Asombrados, aunque sin perder la desconfianza, los dos guardias escoltaron a Hakon y Euthanasius por los pasillos del palacio del marqués, quien en aquellos momentos se encontraba en la sala de audiencias sentado en un brillante trono de oro y terciopelo que además tenía joyas incrustadas, bastante excesivo teniendo en cuenta que se trataba de la silla del señor de una pequeña provincia – sería excesivo incluso para el emperador más imperial en un arrebato de lujo ostentoso, pero el marqués era así; según se decía, él siempre había tenido algo de emperador2 –. Una mantita de franela con bordados le cubría las piernas y le llegaba hasta el suelo. La sala, de forma y decoración más austera y natural, estaba llena de los soldados que guardaban la seguridad del regente y junto a él se encontraba su consejero, un hombre alto y medio calvo de finos bigotes que también se ocupaba de arreglarle los zapatos.
Don Gemblur estaba furioso y cabreado. Había pasado todo el día y parte del anterior en aquel estado. Desde la noche en que se percató que no llegaba a verse en el espejo más que la punta de los pelos de la cabeza su actitud había pasado de ser la de un hombre corrupto pero razonable a la de simplemente un hombre corrupto. Y aquello preocupaba mucho a su guardia... no porque les preocupara excesivamente la salud física de su gobernante, sino sobre todo por la tendencia a colgar soldados que había ido desarrollando con celeridad durante esos dos días. Absolutamente nadie se atrevía tan siquiera a murmurar acerca de la supuesta maldición menguante que sufría el marqués y mucho menos a achacarla a un simple problema de calzado.
Cuando la puerta de la sala de audiencias se abrió con un ceremonioso retumbar, el insigne Hakon y su no menos famoso escudero entraron por ella acompañados de los dos guardias.
– ¡Marqués, su excelencia! – berreó uno de los escoltas – Estos hombres dicen poder hacer algo para curar vuestra maldición.
El marqués miraba a ambos intrusos, ahora presuntos curanderos, no sin cierta actitud perezosa en sus pequeños ojos. Por su parte, ambos repasaban su cuidadosamente planeada estrategia entre sutiles susurros.
– ¿Por qué se te ocurrió presentarme como un mago, imbécil? – decía horriblemente furioso Euthanasius.
– ¿Es que no lo eres? – respondía con inocencia el inexperto.
– ¡¿Me has visto llevando por ahí un sombrero picudo o tirar bolas de fuego a la gente?! Detesto a los magos, ¡son todos escoria! Como vuelvas a hacer una cosa así te juro que...
En el proceso, la correosa voz del marqués apareció para exigir atención.
– ¿Qué puede hacer por mí el famoso Destructor? – preguntó no sin malicia y acompañando la pregunta con algo que se quedaba a medias entre una tos y una risa tontuna.

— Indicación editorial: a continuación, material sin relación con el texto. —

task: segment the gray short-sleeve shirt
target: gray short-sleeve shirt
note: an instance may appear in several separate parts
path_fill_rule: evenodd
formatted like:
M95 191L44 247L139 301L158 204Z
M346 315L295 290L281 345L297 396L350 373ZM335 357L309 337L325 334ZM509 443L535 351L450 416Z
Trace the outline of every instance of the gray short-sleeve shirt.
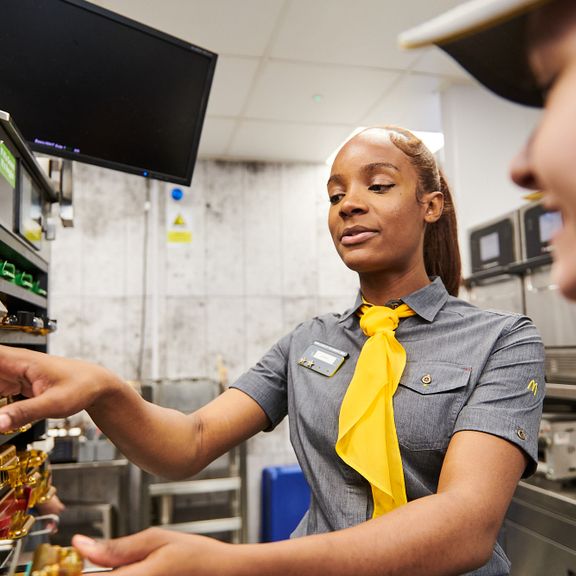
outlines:
M530 461L525 476L531 474L544 398L544 348L536 328L524 316L450 296L439 278L402 300L416 312L396 330L407 357L394 418L408 500L436 492L446 449L460 430L519 446ZM358 295L345 313L301 324L233 385L260 404L271 428L288 415L311 489L310 509L294 535L339 530L372 516L369 484L335 451L340 405L366 341L355 314L360 305ZM330 377L298 363L315 341L349 355ZM508 573L496 546L490 562L473 574Z

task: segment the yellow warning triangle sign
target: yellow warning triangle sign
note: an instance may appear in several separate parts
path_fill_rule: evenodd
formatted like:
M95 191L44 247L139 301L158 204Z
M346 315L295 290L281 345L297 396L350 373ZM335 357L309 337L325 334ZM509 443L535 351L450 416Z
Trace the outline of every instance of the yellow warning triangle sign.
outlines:
M186 226L186 221L184 220L182 214L178 214L178 216L176 216L172 226Z

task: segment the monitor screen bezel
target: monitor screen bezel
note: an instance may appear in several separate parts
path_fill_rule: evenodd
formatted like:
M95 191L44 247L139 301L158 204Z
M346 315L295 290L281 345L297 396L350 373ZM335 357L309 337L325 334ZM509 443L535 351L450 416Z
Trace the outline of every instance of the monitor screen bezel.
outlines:
M195 44L191 44L190 42L186 42L184 40L181 40L180 38L177 38L175 36L172 36L170 34L162 32L160 30L156 30L155 28L147 26L146 24L142 24L141 22L137 22L136 20L133 20L133 19L128 18L126 16L122 16L122 15L117 14L116 12L112 12L111 10L108 10L106 8L96 6L90 2L87 2L86 0L53 0L53 1L62 2L65 4L71 4L71 5L79 8L79 9L83 9L83 10L92 12L94 14L97 14L100 17L107 18L107 19L112 20L112 21L114 21L118 24L121 24L123 26L128 26L128 27L131 27L135 30L138 30L140 32L148 34L148 35L156 38L157 40L168 42L168 43L176 45L180 48L184 48L184 49L190 50L192 52L195 52L199 56L204 57L208 60L208 74L207 74L206 81L205 81L204 86L203 86L203 93L202 93L202 97L201 97L200 110L198 111L199 112L198 113L198 119L195 122L194 133L192 135L192 148L190 149L190 152L188 154L188 162L186 165L186 171L185 171L185 174L183 176L177 175L177 174L158 172L158 171L150 170L147 167L133 166L133 165L124 164L121 162L114 162L113 160L102 159L99 157L91 156L89 154L83 154L81 152L76 153L73 151L58 150L58 149L55 149L53 146L46 146L46 145L38 144L38 143L36 143L34 141L30 141L26 138L27 144L30 146L30 148L34 152L37 152L40 154L57 156L60 158L67 158L70 160L75 160L77 162L84 162L87 164L93 164L96 166L101 166L103 168L110 168L112 170L118 170L118 171L126 172L129 174L137 174L137 175L143 176L145 178L153 178L156 180L162 180L162 181L166 181L166 182L172 182L175 184L182 184L182 185L189 186L191 181L192 181L192 174L194 172L194 166L196 164L196 160L198 157L198 149L199 149L199 145L200 145L200 136L202 133L202 127L203 127L204 120L206 117L206 109L208 107L208 97L210 95L210 90L212 87L212 81L214 79L214 72L216 69L216 62L218 59L218 55L215 52L212 52L212 51L207 50L205 48L201 48L200 46L196 46ZM16 121L17 120L18 119L16 118Z

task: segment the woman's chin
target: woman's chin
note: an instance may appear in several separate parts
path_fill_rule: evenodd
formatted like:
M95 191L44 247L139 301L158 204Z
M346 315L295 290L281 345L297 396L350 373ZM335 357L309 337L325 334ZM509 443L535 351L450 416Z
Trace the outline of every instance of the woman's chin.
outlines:
M576 262L566 262L556 255L552 265L552 281L558 286L562 296L576 300Z
M361 273L370 267L370 259L366 258L365 254L361 254L360 250L340 253L340 258L342 262L354 272Z
M369 274L380 270L378 266L374 266L371 262L366 262L361 258L349 258L344 260L344 264L353 272L357 274Z

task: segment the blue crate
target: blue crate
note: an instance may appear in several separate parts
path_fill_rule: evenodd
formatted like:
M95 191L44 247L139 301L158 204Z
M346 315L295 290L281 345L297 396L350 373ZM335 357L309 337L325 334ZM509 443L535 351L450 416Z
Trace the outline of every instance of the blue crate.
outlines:
M262 471L262 542L286 540L310 506L310 488L300 466Z

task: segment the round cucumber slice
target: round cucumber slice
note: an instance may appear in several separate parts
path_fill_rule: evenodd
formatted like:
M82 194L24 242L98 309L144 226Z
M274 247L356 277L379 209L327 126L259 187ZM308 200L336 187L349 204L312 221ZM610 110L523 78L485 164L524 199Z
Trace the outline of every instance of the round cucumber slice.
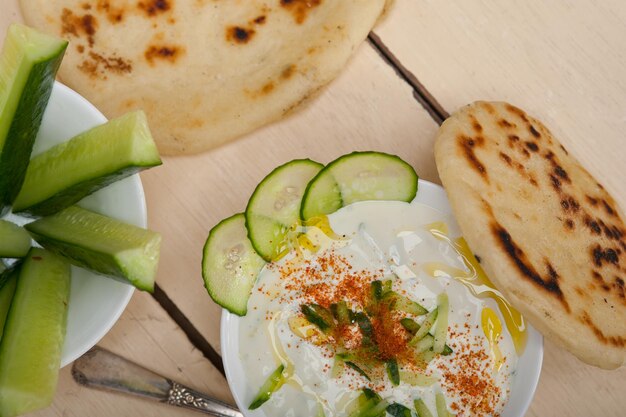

Hakon observó entonces al hechicero. Había oído una vez llamarlo por aquel nombre y también fueron soldados de Leinesch. Al oírlo, toda la guardia presente pareció hallarse poseída por un estremecimiento y los rumores llenaron la pequeña estancia. Nuestro paladín se preguntó entonces qué clase de siniestro pasado estaría ligado a tan terrible apodo, aunque su pensamiento se vio interrumpido por la trayectoria de una mosca que pasaba por allí y que ahora estaba revoloteando por la sala.
– No creas que no te había reconocido – continuó el marqués – o que no recuerdo perfectamente tus crímenes. Crees que olvidaré tus fechorías si me liberas de la maldición que me ha hecho encoger...
– Es un intercambio justo – respondió con calma el hechicero.
Un sudor desagradable pendía por la cara del consejero. De todos los presentes parecía el más inquieto... pero las circunstancias le eran tan desfavorables que podría ser empalado igual que todos los soldados que habían ridiculizado, o tan siquiera comentado, la aparentemente extraña dolencia del regente. Pero aquel hombre no podría correr una suerte distinta, incluso siendo un hechicero.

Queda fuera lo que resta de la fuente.